The wages for women labourers, however, are at par with male workers (at Rs 137 per day, ration extra), unlike in many other sectors. Their nimble fingers are invaluable for picking up the three leaves and a bud from the tea bushes. But, Ekka points out, “As they get paid leave for 84 days during pre and post natal period, they tend to work almost to the last of the trimester so that they can have more free time after childbirth. There are cases when a woman goes straight from the field to the hospital for delivery.” Though, by tacit understanding,  these women are to be given lighter workload during last months of pregnancy, it doesn’t happen this way most of the time, another  tea worker, Savitri Tanti, said.

On top of this, facilities they are supposed to enjoy under JSY are often missing. Lack of awareness and a certain acceptance of the circumstances make them more vulnerable.

To fill up this lacunae Pajhra, in collaboration with Nazdeek, a Delhi-based NGO providing legal help to empower marginalised communities, hit upon the idea of training  a group of 40 community mobilisers from among the community to check and monitor if the women were receiving what they are entitled to  under NRHM. The volunteers are given mobile phones so that they can text-message  their reports to the person monitoring at Pajhra.

In this, the code-sheet programming developed by New York- based International Centre for Advocates Against Discrimination (ICAAD) for Pajhra has been an extremely helpful tool. Each numbered box codifies a deficiency and the community mobiliser ticks accordingly which are then compiled according to the codes. The information is also fed to the website ‘Endmmnow.org’( ‘End Maternal Mortality Now’ and the areas where deficiency  occurs is mapped. Every three months a meeting is held at a grievance cell formed for the purpose  where the block programme manager and the block community  manager of NHM are present who are then given the feedback so that action can be taken.
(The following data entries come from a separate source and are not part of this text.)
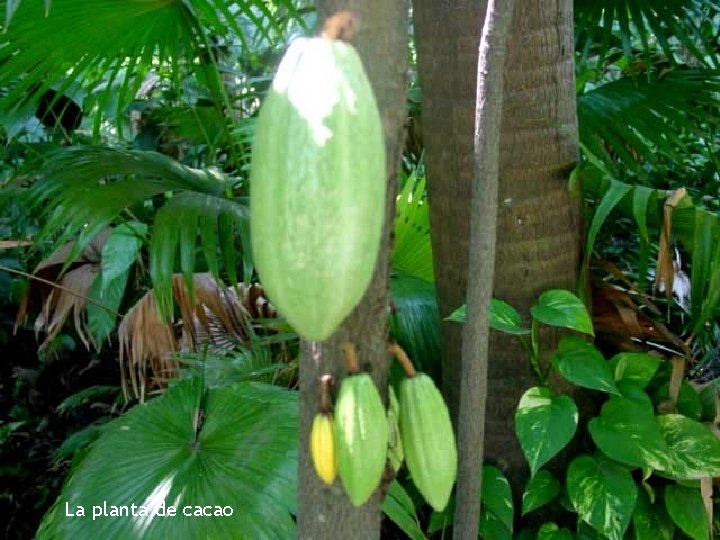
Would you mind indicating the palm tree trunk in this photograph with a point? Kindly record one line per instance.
(483, 221)
(326, 512)
(447, 39)
(538, 233)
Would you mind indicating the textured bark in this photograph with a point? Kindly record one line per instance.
(481, 269)
(538, 230)
(326, 512)
(447, 39)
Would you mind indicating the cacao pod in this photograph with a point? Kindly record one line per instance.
(322, 447)
(428, 439)
(317, 186)
(361, 437)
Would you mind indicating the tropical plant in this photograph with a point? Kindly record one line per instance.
(646, 457)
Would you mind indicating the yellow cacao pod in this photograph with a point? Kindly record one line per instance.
(428, 439)
(322, 447)
(317, 186)
(361, 436)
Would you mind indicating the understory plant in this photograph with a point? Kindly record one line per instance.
(637, 463)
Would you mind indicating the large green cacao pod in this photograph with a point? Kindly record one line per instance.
(428, 439)
(361, 437)
(317, 193)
Says Arpana Choudhury, justice programme associate, Nazdeek- Assam, “Working with these women has given me new insight- that women in the backwater still suffer despite the many facilities  introduced under NRHM. The loopholes in service provision have to be tackled at the grassroots. We also try to instill in the women a sense of confidence that there are people looking into their problems and they should cooperate giving information.”
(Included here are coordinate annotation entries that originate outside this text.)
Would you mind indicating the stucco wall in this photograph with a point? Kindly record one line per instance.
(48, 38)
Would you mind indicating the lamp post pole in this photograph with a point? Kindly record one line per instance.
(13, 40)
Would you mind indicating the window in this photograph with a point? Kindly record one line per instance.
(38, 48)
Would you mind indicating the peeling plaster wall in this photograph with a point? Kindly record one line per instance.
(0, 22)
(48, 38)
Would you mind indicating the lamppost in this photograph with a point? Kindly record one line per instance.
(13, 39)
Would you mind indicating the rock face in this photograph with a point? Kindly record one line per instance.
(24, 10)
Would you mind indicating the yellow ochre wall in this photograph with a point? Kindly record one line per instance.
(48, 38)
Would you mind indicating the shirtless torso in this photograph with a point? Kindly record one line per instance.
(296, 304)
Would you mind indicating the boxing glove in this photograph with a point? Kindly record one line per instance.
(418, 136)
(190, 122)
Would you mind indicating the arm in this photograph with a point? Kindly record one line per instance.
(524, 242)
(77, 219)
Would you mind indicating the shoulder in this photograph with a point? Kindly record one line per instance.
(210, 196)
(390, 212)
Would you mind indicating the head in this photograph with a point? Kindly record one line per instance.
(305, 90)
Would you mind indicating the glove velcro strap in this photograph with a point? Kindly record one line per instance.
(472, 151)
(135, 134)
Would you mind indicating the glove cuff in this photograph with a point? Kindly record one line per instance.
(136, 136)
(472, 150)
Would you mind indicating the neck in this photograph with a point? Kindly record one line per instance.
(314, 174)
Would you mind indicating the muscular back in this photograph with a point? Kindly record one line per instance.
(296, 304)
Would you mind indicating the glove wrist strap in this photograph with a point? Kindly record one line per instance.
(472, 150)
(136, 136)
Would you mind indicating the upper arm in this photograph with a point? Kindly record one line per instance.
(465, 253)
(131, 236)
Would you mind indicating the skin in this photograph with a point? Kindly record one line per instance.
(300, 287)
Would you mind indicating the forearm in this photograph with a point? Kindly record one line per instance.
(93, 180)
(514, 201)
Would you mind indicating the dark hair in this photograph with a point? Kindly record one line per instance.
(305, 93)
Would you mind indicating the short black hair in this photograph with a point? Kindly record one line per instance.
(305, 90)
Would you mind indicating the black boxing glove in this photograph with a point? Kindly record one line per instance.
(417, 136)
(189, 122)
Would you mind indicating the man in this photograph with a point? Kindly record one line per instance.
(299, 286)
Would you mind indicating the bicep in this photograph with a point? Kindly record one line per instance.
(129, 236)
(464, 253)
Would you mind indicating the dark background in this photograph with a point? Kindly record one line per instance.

Since 2014, the programme has been working in 10 gardens in the Balipara and Dhekiajuli area. Follow-ups are also done to see if things have improved after the reporting. For example, after reports were filed that the ultra-sound machine  at the Dhekiajuli Civil Hospital was not working, it was repaired. Now the pregnant women do not have to travel to Tezpur Medical College hospital at Tumuki quite far away, or pay private diagnostic centres a minimum of Rs 600 for the test.
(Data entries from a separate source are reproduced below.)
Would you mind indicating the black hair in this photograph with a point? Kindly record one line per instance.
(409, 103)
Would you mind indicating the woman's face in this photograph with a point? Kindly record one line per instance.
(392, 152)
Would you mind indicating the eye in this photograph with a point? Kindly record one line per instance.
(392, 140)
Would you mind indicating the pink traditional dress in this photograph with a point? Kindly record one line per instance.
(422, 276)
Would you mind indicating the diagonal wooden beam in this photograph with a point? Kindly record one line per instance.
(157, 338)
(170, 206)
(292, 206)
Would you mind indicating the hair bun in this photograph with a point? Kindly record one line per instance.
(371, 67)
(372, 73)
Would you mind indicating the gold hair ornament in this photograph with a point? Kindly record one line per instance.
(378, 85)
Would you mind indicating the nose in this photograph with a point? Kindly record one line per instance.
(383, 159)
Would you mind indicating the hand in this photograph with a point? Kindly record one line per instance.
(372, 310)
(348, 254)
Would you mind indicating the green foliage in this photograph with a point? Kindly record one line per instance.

The workers at Pajhra also hold meetings on the ‘lines’ to make the women about their healthcare. “We tell them ‘Save the children’; and take care of your health. Tell us your problems,” Choudhury says.

However, there is also a problem of retaining interest among community mobilisers. Of  the original 40 trained only 17 have remained now. “Not all of them can sustain the interest,” Ekka admits,” There could be personal problems or lack of time. Now we are looking at it from a different angle.”

As a first step they have tied up with All Adivasi Women’s Association of Assam (AAWAA) which works with the women of the community in nine districts of Assam. The members of the committee would now recommend names for the training as they are more familiar with the strengths and weaknesses of the local bodies. In another step, among the community mobiliers there are also men now. “We feel it’s important to sensitise men and make them a part of women’s healthcare  in the community,” says Ekka.